Saudi Arabia has been described as the "biggest construction site in the world" Reuters/Ahmed Yosri
Saudi Arabia has been described as the "biggest construction site in the world"
  • Size of lending needed for Vision 2030 creates gap in market
  • International and regional banks see opportunity
  • Construction activity in the kingdom is highest in the world

International banks have spotted an opportunity in Saudi Arabia to meet the “huge financing needs” of Vision 2030, according to an industry expert.

Dr Mohamed Damak, senior director and financial institutions sector lead at S&P Global Ratings, told a media conference on Thursday that Saudi banks will continue to “grow tremendously” but the sheer size of the funding needed to achieve the kingdom’s goals by the end of the decade is so vast that there is a gap in the market for new lenders.

“We’re seeing more and more interest from the international banks and also the regional banks to go to Saudi Arabia and take part in the different projects and the huge financing needs,” Damak said.

“We see the big banks in the UAE and Qatar trying to develop the businesses.

“The Saudi banks won’t be able to cater to all the needs coming from Saudi Vision 2030.

“Not so much because the banks are not well capitalised or because the banks do not have enough space, but it’s from a liquidity perspective.

“The needs are so huge that you would also need the capital market to help finance this project.” 

Construction activity in Saudi Arabia was the highest in the world in the final quarter of 2022, a new report by the Construction Activity Index of the Royal Institution of Chartered Surveyors reveals.

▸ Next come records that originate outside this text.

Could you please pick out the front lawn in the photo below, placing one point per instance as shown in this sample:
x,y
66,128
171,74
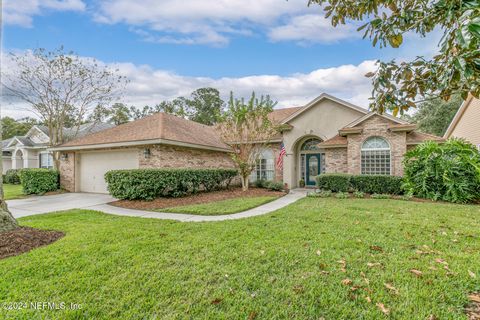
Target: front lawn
x,y
221,207
317,258
12,191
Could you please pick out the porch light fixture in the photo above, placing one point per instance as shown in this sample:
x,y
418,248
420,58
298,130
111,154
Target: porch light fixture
x,y
146,153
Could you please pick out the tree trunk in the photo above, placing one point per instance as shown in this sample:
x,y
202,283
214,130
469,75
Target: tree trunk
x,y
244,183
7,221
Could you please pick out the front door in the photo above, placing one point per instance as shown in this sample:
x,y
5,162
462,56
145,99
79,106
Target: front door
x,y
313,168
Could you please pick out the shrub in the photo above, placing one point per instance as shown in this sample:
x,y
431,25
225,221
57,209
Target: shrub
x,y
448,171
275,186
341,195
260,183
359,194
12,176
335,182
377,184
148,184
380,196
39,181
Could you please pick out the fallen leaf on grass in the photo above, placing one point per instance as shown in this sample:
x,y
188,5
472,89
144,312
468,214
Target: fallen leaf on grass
x,y
391,288
416,272
373,264
384,309
474,298
376,248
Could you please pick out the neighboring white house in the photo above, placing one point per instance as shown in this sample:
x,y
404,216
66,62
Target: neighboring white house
x,y
466,123
30,150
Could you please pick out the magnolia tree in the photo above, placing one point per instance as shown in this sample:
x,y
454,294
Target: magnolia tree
x,y
246,128
455,69
60,88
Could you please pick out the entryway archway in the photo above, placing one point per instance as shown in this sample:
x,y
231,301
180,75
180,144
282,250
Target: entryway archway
x,y
312,160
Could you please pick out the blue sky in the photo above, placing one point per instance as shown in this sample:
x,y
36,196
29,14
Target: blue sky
x,y
168,48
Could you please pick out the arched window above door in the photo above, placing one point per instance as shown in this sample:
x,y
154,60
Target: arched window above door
x,y
310,144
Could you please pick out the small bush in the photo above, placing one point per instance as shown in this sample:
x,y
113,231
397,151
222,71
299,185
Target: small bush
x,y
377,184
341,195
359,194
380,196
448,171
12,176
148,184
275,186
335,182
39,181
260,183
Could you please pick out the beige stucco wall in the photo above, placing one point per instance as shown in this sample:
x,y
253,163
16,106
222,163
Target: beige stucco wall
x,y
468,127
323,120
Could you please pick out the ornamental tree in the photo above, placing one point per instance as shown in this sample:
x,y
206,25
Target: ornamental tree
x,y
397,87
246,128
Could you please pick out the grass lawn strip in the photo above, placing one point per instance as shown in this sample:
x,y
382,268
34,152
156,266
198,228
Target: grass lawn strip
x,y
330,258
228,206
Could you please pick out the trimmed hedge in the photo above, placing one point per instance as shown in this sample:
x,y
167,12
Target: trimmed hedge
x,y
377,184
148,184
12,176
39,181
336,182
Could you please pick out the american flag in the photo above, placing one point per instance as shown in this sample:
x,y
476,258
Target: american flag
x,y
280,156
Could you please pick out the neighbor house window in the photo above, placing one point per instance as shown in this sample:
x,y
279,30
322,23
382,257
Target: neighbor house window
x,y
265,167
376,156
46,160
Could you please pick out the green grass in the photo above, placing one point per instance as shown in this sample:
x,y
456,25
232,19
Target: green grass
x,y
221,207
13,191
283,265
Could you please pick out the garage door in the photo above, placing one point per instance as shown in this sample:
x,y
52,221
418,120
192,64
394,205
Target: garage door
x,y
92,167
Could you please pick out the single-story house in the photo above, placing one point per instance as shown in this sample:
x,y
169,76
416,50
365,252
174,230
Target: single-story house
x,y
30,150
466,123
326,135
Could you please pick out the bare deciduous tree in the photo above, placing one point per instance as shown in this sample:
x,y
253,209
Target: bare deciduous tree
x,y
245,127
61,88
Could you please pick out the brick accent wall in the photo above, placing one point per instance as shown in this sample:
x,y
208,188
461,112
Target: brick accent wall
x,y
377,126
164,156
336,160
67,172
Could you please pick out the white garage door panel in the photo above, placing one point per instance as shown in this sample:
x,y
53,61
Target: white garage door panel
x,y
94,165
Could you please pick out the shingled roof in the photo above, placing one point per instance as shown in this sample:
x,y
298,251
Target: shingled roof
x,y
160,126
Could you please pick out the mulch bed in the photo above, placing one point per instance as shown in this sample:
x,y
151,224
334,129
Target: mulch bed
x,y
203,197
23,239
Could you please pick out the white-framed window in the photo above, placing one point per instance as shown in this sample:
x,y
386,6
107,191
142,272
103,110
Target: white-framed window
x,y
46,160
376,156
265,168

A combined $110 billion worth of contracts are expected to be awarded in the GCC this year, with Saudi Arabia accounting for more than half of the total. The kingdom makes up $64 billion of the combined value, according to Middle East data provider Meed Projects’ 2023 outlook. 

Real estate consultants Knight Frank described the kingdom as the biggest construction site in the world, with projects valued at over $1.1 trillion under way.

Saudi’s central bank SAMA says there are currently 36 licensed banks in the kingdom plus 11 local, 22 foreign and three digital lenders.

Nine, mainly digital banks but also some from Iraq, China, Egypt and Jordan, have yet to commence operations.

In its most recent Banking Pulse report, professional services firm Alvarez & Marsal found that the top 10 Saudi banks reported a 9.3 percent quarter-on-quarter rise in profits during the third quarter of 2022.

“Overall, rising interest rates, improvement in asset quality and a strong economic rebound are positives for the banking sector in Saudi Arabia,” Asad Ahmed, managing director and head of Middle East financial services at A&M, said.

“The profitability growth is expected to continue for KSA banks as the interest rate outlook remains in an upward trajectory.”